Inquiry into death in custody finds inadequacies

GARNETT Allan Mickelo was serving a life sentence for murder when he was found dead in his cell at Woodford Correctional Centre.

The 48-year-old, who was born in Cherbourg, had been discharged from hospital two days earlier after undergoing surgery for a heart condition.

When stumbling across Mr Mickelo's body on November 24, 2012, the prison nurse who found him dead did not perform CPR.

But in findings released last month following an inquest into Mr Mickelo's death, Queensland Deputy State Coroner John Lock said CPR would not have helped the man.

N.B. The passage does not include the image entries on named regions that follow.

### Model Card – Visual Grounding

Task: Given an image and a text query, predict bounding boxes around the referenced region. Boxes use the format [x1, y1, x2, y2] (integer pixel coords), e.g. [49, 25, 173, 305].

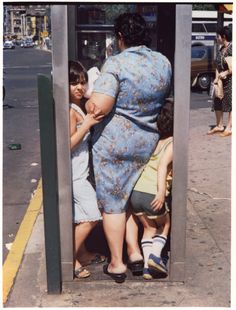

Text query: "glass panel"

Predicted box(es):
[192, 48, 205, 58]
[77, 4, 157, 69]
[205, 23, 217, 33]
[192, 24, 206, 32]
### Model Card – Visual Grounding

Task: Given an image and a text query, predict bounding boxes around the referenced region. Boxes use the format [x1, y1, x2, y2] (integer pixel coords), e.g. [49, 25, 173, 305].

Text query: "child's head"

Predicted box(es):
[69, 61, 88, 101]
[157, 98, 174, 139]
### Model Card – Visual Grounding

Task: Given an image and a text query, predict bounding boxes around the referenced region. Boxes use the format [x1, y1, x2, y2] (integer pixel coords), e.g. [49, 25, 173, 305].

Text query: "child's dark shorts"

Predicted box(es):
[130, 190, 170, 219]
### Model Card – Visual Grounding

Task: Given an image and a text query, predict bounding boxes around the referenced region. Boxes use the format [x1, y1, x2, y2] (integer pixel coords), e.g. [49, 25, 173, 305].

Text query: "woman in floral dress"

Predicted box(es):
[86, 13, 171, 282]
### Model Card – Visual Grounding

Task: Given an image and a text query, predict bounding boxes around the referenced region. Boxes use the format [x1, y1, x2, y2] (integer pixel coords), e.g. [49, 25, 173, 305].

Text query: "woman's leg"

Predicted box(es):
[215, 111, 224, 128]
[225, 111, 232, 131]
[207, 110, 224, 135]
[153, 213, 170, 257]
[125, 211, 143, 262]
[103, 213, 126, 273]
[74, 221, 97, 269]
[139, 215, 157, 268]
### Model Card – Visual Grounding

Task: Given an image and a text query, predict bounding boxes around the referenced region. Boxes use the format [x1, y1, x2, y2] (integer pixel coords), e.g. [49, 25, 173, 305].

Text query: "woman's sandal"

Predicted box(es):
[79, 253, 106, 266]
[207, 126, 224, 135]
[74, 267, 91, 279]
[103, 264, 126, 283]
[220, 130, 232, 137]
[127, 259, 144, 276]
[143, 268, 153, 280]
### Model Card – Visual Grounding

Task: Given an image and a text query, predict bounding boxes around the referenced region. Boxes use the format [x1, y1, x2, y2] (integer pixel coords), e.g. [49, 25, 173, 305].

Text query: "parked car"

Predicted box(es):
[21, 39, 34, 48]
[191, 46, 215, 90]
[3, 41, 15, 50]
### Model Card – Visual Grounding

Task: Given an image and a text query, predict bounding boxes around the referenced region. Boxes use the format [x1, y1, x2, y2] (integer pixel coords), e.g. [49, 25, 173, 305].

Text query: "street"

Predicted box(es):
[2, 47, 51, 261]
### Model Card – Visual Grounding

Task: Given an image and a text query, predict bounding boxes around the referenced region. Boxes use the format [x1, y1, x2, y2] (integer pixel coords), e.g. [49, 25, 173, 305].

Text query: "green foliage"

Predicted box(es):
[100, 4, 134, 24]
[193, 3, 216, 11]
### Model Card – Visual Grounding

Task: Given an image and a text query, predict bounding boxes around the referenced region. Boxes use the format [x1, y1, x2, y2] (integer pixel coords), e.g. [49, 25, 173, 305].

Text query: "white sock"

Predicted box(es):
[152, 235, 167, 257]
[141, 238, 153, 268]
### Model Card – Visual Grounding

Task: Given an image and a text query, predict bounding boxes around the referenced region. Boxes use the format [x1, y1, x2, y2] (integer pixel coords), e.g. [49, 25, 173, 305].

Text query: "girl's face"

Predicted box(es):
[216, 34, 224, 44]
[70, 80, 87, 103]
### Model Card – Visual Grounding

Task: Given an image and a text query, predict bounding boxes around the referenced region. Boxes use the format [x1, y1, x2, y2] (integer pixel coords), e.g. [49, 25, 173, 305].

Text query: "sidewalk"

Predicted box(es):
[5, 92, 231, 307]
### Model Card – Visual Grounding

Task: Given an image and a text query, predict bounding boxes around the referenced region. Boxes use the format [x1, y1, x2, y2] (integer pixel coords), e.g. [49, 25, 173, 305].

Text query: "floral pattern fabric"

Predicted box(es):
[92, 46, 171, 214]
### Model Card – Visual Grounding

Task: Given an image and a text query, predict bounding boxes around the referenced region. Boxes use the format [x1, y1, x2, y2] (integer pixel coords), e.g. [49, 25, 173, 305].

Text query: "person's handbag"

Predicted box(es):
[225, 56, 232, 73]
[209, 81, 215, 99]
[214, 79, 224, 99]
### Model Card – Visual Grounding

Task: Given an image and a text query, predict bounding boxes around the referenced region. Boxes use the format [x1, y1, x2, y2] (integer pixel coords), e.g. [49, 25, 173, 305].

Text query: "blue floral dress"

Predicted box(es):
[92, 46, 171, 214]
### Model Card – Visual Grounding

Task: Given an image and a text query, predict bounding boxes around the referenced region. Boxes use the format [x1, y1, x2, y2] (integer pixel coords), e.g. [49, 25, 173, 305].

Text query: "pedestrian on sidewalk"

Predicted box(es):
[207, 26, 232, 137]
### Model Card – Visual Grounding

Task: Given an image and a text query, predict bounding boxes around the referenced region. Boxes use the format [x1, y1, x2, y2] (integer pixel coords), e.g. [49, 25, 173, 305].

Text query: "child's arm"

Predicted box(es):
[70, 109, 103, 149]
[151, 142, 173, 211]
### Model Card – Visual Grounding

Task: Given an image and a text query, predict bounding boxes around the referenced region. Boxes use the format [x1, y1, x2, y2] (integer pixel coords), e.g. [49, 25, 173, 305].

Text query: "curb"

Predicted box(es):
[3, 179, 42, 303]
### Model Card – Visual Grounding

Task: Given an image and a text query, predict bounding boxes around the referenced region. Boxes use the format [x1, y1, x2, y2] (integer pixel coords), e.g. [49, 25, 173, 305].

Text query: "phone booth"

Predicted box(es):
[38, 3, 192, 293]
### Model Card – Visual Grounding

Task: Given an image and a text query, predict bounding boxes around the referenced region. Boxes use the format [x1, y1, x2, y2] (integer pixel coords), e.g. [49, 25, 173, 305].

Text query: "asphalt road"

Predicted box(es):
[2, 47, 51, 261]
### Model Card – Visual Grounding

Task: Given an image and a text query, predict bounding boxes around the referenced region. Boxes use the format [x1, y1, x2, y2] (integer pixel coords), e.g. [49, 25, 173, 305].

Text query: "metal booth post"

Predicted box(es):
[51, 5, 73, 282]
[170, 4, 192, 281]
[46, 4, 192, 288]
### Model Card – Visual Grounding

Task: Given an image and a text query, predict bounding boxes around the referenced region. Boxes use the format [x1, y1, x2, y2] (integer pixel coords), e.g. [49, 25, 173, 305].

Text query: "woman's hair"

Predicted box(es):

He said the nurse's examination was "cursory" but that nurse was certain Mr Mickelo had been dead for some time and that CPR would have been futile.

Mr Lock also said investigations into Mr Mickelo's death showed his death was natural.

Mr Mickelo had been in jail since he was about 17 years old, when he was sentenced to life in prison for murder.

He had ongoing health issues and had heart attacks in 1996 and 2009.

In early November 2012, he was taken to Caboolture Hospital and later transferred to Princess Alexandra Hospital where he underwent surgery - coronary stenting - to improve blood flow to his heart.

A day after being discharged, Mr Mickelo complained about chest heaviness.

The nurse who examined him said he appeared to have no cardiac issues and that he remained settled that night.

At 7.30pm the next day, it was recorded that Mr Mickelo was in his cell and settled and had been given access to the toilet.

He was then found dead about 10.20pm.

Mr Lock's findings said an autopsy found Mr Mickelo had extensive heart disease.

The doctor who performed the autopsy told the inquest it was one of the worst hearts he had seen.

In his findings, Mr Lock also said there was a problem with Mr Mickelo's medication.

He was discharged from hospital without a supply of new medication and this medication was not available at the prison until the next day.

"The issue of some prescribed medications not being in stock at (the prison) remains somewhat of a problem," Mr Lock said.

But he said the process now was for the prison to request hospitals to supply a prisoner with five days of discharge medication.

"I am satisfied that, whilst there were inadequacies in the care provided to Mr Mickelo in terms of medication management and chest pain management, that these have been addressed," Mr Lock said in his findings.

He found Mr Mickelo died of a heart attack.